LA BONNE SE PLAINT DE GEORGES


M. Dormère ne parla pas à Geneviève de ce qui s’était passé le matin ; il fut avec elle froid et sévère, comme toujours ; avec Georges il fut au contraire plus affectueux que d’habitude. Après avoir fait une petite promenade dans le potager et la basse-cour, il dit à Georges d’aller jouer avec sa cousine.

Georges, qui craignait les reproches que pouvaient lui faire Geneviève et sa bonne, demanda à son père de rester avec lui.

« Tu es bien aimable, mon ami, de préférer ma société à celle de ta cousine, mais j’ai à travailler, et je veux être seul », répondit M. Dormère en l’embrassant.

Georges alla donc, quoique avec répugnance, rejoindre Geneviève. Elle lisait et n’interrompit pas sa lecture ; la bonne ne lui dit rien non plus, elle continua à travailler.

Georges s’assit et bâilla. Quelques instants après, il bâilla encore avec bruit et poussa un profond soupir. Enfin il se décida à parler.

« Tu n’es guère aimable aujourd’hui », dit-il à Geneviève.

Il n’obtint aucune réponse ; elle lisait toujours.

Georges.

Tu es donc décidée à rester muette ?

Geneviève.

Très décidée.

Georges.

Et pourquoi cela ?

Geneviève.

Pour être moins exposée à tes méchancetés.

Georges.

Quelles méchancetés t’ai-je faites ?

Geneviève.

Je n’ai pas besoin de t’apprendre ce que tu sais aussi bien que moi.

Georges.

Je sais que papa n’a pas voulu t’emmener parce que tu étais sale.

Geneviève.

Et pourquoi étais-je sale ?

Georges.

Parce que tu n’as pas eu l’esprit de te débarbouiller avant de descendre.

Geneviève.

Et qui est-ce qui m’a barbouillée ?

Georges.

Ce n’est pas moi, toujours.

Geneviève, sautant de dessus sa chaise.

Pas toi ! pas toi ! Et tu oses le dire devant ma bonne, qui a vu que tu m’avais poursuivie pour me forcer à désobéir à mon oncle.

Georges.

Je ne t’ai pas forcée à désobéir ; j’ai voulu te faire manger ces fraises qui étaient excellentes ; ta bouche était ouverte et j’y ai mis les fraises ; tu as craché comme une sotte et tu t’es salie : c’est ta faute.

Geneviève, indignée.

Tais-toi, tu sais que tu mens ; tu m’as assez fait de mal aujourd’hui, laisse-moi tranquille.

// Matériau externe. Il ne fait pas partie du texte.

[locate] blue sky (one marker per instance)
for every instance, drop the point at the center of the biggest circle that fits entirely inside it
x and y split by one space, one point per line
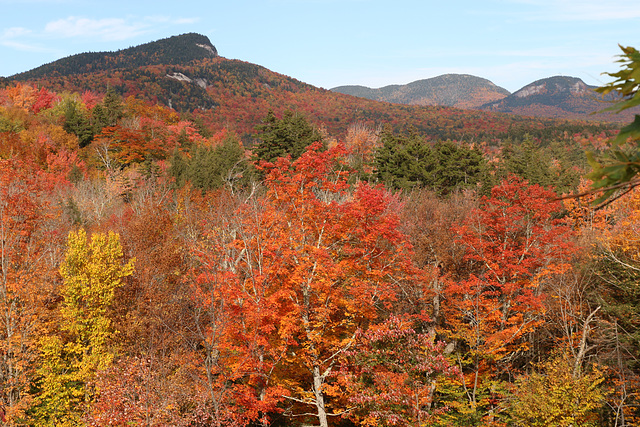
329 43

Je ne veux pas jouer avec toi parce que tu trouves toujours moyen de me faire gronder.

Georges.

Moi ! par exemple ! Je ne dis jamais rien ; c’est papa qui te gronde, parce que tu trouves toujours moyen de faire des sottises.

La bonne.

Georges, je suis fâchée pour toi de tout ce que tu as dit à ma pauvre Geneviève depuis que tu es entré. Tu sais très bien qu’un mot de toi ce matin aurait justifié ta cousine ; tu as eu assez peu de cœur pour ne pas le dire ; tu es parti tranquillement, gaiement, laissant ta pauvre cousine, que tu savais innocente, sangloter dans le vestibule pour la punition injuste que tu lui as seul attirée.

Georges.

La punition n’est pas grande, c’était très ennuyeux là-bas ; Louis et Hélène gémissaient sans cesse après Geneviève ; ils ne jouaient pas avec moi ; ils sont allés se promener avec papa, Mlle Primerose et d’autres personnes qui étaient là, et moi je me suis ennuyé horriblement.

La bonne.

C’est bien fait, monsieur ; c’est le bon Dieu qui vous a puni, et c’est ce qui arrive toujours aux méchants.

Georges.

Je dirai à papa comme vous me traitez, et il vous grondera joliment toutes les deux.

La bonne.

Ah ! c’est ainsi que vous le prenez ! Je vais de ce pas chez Monsieur, pour justifier Geneviève en lui racontant la scène de ce matin, en lui expliquant la promenade dans le bois de l’autre jour, et nous verrons qui sera grondé.

Georges, effrayé.

Oh non ! Pélagie, ne dites rien à papa, je vous en prie ; je ne recommencerai pas, bien sûr.

La bonne.

Si vous aviez témoigné du repentir, je vous aurais peut-être pardonné cette fois encore et je n’aurais rien dit ; mais, après des heures de réflexion, vous revenez dans des sentiments plus mauvais : vous osez vous justifier avec une fausseté dont votre cousine même est indignée malgré sa grande bonté et son indulgence. Non, monsieur, je ne vous ferai pas grâce, et je vais trouver votre père ; j’espère qu’il me croira et qu’il vous punira comme vous le méritez. »

Georges pleurait et suppliait ; Geneviève se joignit à lui mais la bonne fut inflexible.

« Ma chère enfant, dit-elle à Geneviève, je manquerais à mon devoir, si je ne te justifiais pas aux yeux de ton oncle ; tu as perdu tes parents, il faut qu’il sache la vérité ; je n’ai que trop pardonné et trop attendu pour l’éclairer. Dans l’intérêt même de Georges et de son avenir, je dois l’informer de tout et je le ferai. »

Et, sans attendre de nouvelles supplications, elle sortit et descendit chez M. Dormère.

Pélagie entra résolument chez M. Dormère, qui écrivait. Il se retourna, parut surpris et contrarié en la voyant.

« Que me voulez-vous ? » lui dit-il d’un ton froid.

Pélagie.

Monsieur, je viens remplir un devoir très pénible et dont j’ai trop tardé à m’acquitter. Mais il s’agit de Georges et je ne doute pas que vous m’écoutiez jusqu’au bout.

M. Dormère.

Parlez, Pélagie ; je vous écoute. Vous savez la tendresse que j’ai pour Georges, et l’intérêt que je porte à tout ce qui le regarde.

Pélagie.

C’est pour cela, Monsieur, que je vous demande de vouloir bien écouter ce que j’ai à vous dire. »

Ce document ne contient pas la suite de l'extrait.